Why Vinyl Siding?
Durability for one. The homes you design should stand the test of time and Mother Nature. Vinyl siding, insulated siding, and polypropylene siding are the only claddings certified to international standards and verified by an independent quality control agency. Our products do not fade. There are more than 400 products certified for color retention. And all certified products will withstand extreme weather events; they are tested to
- withstand winds of 110 mph (most products achieve much higher ratings);
- weather the effects of our hottest summer days, coldest winter nights, and torrential rains;
- lie flat on the wall and not buckle;
- withstand impact; and
- meet manufacturers’ advertised specifications for length, width, thickness, and glass.
Vinyl siding, insulated siding, and polypropylene siding are part-and-parcel of a weather resistant wall envelope; these claddings are hung on the wall assembly, creating a de facto drainage plane and vented clear airspace. In certain climate zones, this eliminates the need for an additional vapor barrier — on average saving approximately $500 per home. And, as you know, polymer-based sidings do not absorb water whereas fiber-based products may disintegrate over time when moisture penetrates the plank.

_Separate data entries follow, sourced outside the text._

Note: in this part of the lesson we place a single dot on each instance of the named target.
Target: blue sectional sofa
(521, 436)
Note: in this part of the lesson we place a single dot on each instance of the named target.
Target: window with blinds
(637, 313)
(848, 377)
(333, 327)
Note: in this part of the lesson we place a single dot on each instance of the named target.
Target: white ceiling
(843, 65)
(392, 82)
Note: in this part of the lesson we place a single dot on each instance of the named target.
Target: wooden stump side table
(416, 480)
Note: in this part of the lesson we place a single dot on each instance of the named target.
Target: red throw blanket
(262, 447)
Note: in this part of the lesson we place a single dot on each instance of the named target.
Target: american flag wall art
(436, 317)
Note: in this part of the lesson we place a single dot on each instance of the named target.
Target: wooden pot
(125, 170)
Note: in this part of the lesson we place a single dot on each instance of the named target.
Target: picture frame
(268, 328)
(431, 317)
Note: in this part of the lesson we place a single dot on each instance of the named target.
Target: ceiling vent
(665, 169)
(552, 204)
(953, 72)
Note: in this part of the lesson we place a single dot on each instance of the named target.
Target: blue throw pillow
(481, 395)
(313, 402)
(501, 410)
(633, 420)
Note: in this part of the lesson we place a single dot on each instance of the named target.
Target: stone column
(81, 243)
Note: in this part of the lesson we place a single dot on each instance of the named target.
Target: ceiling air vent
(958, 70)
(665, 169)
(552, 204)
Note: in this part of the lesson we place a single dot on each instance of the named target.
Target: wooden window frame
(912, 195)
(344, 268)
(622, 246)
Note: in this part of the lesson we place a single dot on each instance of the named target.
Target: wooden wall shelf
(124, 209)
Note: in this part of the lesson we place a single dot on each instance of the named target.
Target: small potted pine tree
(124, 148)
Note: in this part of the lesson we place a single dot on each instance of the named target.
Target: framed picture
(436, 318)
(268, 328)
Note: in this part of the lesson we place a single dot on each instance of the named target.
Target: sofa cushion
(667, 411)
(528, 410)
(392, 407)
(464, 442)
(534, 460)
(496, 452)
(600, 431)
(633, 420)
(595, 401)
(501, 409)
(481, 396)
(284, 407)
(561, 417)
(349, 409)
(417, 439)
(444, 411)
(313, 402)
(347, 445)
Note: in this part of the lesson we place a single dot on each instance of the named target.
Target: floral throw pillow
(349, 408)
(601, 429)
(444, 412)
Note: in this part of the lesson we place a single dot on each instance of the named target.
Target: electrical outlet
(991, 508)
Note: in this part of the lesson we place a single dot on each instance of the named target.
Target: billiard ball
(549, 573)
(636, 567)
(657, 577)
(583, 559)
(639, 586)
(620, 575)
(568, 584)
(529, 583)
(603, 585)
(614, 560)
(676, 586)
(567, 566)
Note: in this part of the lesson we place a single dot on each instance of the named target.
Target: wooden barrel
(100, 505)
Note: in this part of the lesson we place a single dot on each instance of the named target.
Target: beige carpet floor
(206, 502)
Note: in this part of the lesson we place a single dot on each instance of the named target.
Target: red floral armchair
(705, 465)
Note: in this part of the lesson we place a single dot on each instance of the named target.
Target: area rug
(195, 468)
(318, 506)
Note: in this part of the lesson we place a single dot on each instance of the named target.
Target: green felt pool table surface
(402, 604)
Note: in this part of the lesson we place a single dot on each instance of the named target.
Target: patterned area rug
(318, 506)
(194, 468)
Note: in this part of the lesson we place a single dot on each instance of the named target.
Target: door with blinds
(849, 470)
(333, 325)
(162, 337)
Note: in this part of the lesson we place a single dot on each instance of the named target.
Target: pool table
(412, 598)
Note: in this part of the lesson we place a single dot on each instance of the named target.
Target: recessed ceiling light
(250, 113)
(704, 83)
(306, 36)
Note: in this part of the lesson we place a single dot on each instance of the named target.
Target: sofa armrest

Designing green? Today’s vinyl siding delivers recognized environmental benefits throughout its life cycle — manufacturing, transportation, installation, service life, and waste management. Vinyl siding performs better than any other cladding, except cedar, according to a life cycle assessment conducted by an independent third-party. Vinyl siding requires less water and energy to manufacture per square than fiber cement and less than half the energy and fuel necessary to manufacture brick and mortar. Vinyl siding even beats cedar siding on ecological toxicity. Vinyl siding can
- help you attain points in the 2012 ICC-700 National Green Building Standard;
- satisfy requirements listed in the International Green Construction Code;
- satisfy the requirements listed in the California Green Construction Code;
- support certification through the Leadership in Energy and Environmental Design (LEED) for Homes Rating System; and
- support certification through the LEED for New Construction Rating System.
Designing for energy efficiency? Insulated siding reduces thermal bridging by blanketing the studs on the exterior wall — keeps heat in the home during winter and out in summer. Insulated siding is included in the 2015 International Energy Conservation Code among the materials that can be used as continuous insulation outside of the building framing cavities to provide the required total wall R-value for buildings in the coldest climate zones.
Insulated siding is recognized now accepted as home insulation in various energy efficiency programs — including the checklist of building products or methodologies that can help meet the requirements under ENERGY STAR Qualified Homes Version 3. Certified insulated siding must meet or exceed an R-value of at least 3.
Vinyl siding is designed to sell. It is the #1 cladding on new single family houses construct every year (and has been for more than two decades). From the humblest Cape Cod to the most luxurious Queen Anne, vinyl and polypropylene siding, trim, and accessories get the job done.